Relationships have never been better between the Conservation Congress, Wisconsin DNR, and the Natural Resources Board.

That was clearly evident at the board’s May 22 meeting in Madison, when the board informally met with congress leaders over dinner the night before and then the congress gave its annual report at the board’s meeting.

Dr. Frederick Prehn, NRB chairman, said to congress leaders, “You spend a lot of time on behalf of the natural resources and we thank you for that and for your input.”

The board counts on input from the Conservation Congress to provide thoughts from the public on how proposals will affect citizens.

Larry Bonde, congress chair for the fourth year (and according to him his last as chair), thanked the board for its efforts to reach out to the congress.
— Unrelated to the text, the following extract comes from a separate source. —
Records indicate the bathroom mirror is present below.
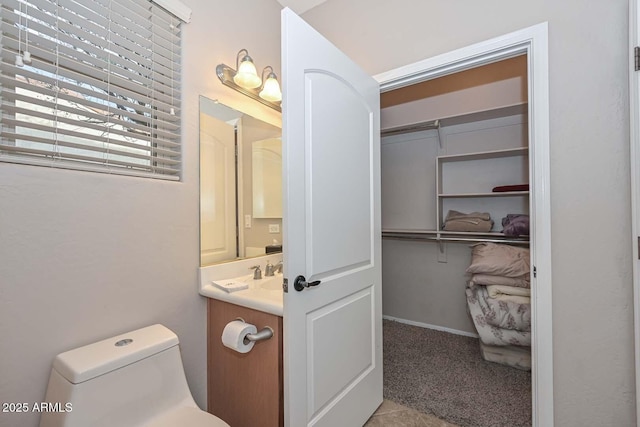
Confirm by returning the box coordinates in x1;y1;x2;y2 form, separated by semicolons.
200;96;282;266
Three board members attended the Conservation Congress’ 85th annual convention in May.

“I want to reiterate our appreciation for the support this board has given us, and we look forward to working with you closely,” Bonde said.

Bonde also complimented Prehn and Preston Cole, former NRB member and now DNR secretary designee, for their efforts to “open the doors of the DNR wide open” and setting up a new way for citizens from far reaches of Wisconsin to watch and have input into board meetings.

Cole took note to compliment the congress for its new electronic online voting.

“It’s the age-old adage that the board and congress, the statutory advisor to the board, continue to work hand-in-hand to move conservation forward and modernize our practices,” Cole said.

Cole thanked the Conservation Congress and board chairs Hilgenberg and Prehn and board member Gary Zimmer for thoughtful leadership with electronic voting procedures.